Practical Coilgun Design

Coil Length

What about using variable length coils? Intuitively it seem sensible that longer coils are needed at higher speed. But practically speaking, it just isn't so.

Coils of Increasing Length

That is, what about using a sequence of coils with increasing length to help compensate in some form the subsequently smaller time the projectile remains inside each coil.

Example photo of variable coil length As an example, look at the photo of a coilgun project posted by Hlyphong. Look closely and you can see the coils at one end are shorter than the coils at the other.

Variable coil length is a technique sometimes used in commercial design of a linear synchronous motor in small transport systems. Done properly, you could simplify the timing control circuits by turning on each coil for the same duration. Suppose the linear motor were installed to move small carts on a track through an assembly area. The coil length would be chosen to let carts move slowly through work areas, and more quickly across the distance between stations.

The use of variable length coils is worthy of consideration, although perhaps inflexible. Once assembled, it is rather difficult to change the length of a coil.

A few things occurred to me when I first considered that approach. The practical matter of winding several coils of various lengths (and then taking measurements of attractive strength profile) was more than I wanted to take on. When I began, I was really struggling with a lot of variables: wire size, coil resistance, tube diameter, choice of projectile, power supply voltage and current, and even the exit velocity goals, to name a few. It was helpful to me to simplify the problem by assuming all coils to be identical. And it was nice to build just one coil-winding jig, and then use it a couple times.
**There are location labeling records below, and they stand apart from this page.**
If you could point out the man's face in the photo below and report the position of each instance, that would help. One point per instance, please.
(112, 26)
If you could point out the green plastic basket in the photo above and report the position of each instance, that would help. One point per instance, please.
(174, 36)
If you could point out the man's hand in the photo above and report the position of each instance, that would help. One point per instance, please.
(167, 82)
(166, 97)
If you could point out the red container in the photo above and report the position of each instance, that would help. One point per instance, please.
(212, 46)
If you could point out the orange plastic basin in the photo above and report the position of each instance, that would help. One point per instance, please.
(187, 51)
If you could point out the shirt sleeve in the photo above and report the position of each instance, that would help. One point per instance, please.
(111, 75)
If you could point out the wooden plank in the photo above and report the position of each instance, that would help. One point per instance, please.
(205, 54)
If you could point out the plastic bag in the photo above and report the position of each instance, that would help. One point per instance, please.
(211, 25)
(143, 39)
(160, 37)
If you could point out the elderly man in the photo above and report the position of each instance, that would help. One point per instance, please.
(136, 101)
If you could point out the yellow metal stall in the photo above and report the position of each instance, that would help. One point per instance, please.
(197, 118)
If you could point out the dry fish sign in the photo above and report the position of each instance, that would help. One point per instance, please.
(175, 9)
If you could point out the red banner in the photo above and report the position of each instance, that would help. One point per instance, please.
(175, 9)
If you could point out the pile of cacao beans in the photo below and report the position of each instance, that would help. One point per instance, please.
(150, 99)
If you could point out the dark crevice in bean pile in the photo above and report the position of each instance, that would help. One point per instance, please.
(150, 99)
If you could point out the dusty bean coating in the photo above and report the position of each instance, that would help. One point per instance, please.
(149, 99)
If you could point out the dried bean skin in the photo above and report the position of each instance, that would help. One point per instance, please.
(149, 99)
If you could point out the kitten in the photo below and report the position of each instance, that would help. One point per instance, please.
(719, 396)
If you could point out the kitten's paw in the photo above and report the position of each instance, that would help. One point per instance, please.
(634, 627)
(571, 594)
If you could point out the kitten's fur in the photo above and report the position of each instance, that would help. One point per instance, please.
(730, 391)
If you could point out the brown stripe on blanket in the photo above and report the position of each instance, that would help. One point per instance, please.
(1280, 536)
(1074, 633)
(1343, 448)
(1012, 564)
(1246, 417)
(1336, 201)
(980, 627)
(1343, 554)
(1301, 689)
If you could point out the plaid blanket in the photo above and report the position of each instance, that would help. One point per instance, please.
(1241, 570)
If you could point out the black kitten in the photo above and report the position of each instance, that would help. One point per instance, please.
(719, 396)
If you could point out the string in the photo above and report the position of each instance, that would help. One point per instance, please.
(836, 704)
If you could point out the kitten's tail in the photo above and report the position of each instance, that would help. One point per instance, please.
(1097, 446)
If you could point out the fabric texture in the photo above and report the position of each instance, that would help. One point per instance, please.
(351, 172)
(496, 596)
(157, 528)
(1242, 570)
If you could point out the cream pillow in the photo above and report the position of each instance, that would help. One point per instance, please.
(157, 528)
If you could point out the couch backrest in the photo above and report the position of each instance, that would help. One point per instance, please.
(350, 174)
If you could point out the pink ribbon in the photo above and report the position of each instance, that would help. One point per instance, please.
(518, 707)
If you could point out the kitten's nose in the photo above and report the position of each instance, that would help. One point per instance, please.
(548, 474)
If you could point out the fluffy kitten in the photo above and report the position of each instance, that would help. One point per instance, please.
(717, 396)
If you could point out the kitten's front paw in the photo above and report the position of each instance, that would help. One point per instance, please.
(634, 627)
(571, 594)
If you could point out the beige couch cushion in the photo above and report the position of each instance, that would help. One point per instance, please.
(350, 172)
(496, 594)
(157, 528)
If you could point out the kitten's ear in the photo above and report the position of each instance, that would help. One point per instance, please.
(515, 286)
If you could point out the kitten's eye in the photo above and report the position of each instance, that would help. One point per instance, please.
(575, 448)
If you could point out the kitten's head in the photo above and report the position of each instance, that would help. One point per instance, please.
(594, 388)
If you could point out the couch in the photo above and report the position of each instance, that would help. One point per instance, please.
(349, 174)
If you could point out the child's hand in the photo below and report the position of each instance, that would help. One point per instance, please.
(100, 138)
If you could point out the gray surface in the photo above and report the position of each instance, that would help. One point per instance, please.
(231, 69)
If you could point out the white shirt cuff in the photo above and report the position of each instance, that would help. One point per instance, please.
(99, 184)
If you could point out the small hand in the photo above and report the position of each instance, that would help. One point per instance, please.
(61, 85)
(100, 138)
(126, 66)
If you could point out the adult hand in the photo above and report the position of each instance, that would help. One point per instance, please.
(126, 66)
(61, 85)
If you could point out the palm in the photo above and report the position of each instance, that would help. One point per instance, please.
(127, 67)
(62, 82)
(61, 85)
I wonder about power-supply requirements for different sized coils? It would seem to me that coil resistance will double for a coil twice as long. So if you wanted the same current in every coil, then you would need twice the supply voltage. It's certainly not an unsolvable problem, but it would make the design a little more interesting. You may notice in Hlyphong's coilgun that each coil is driven by a separate bench-style power supply.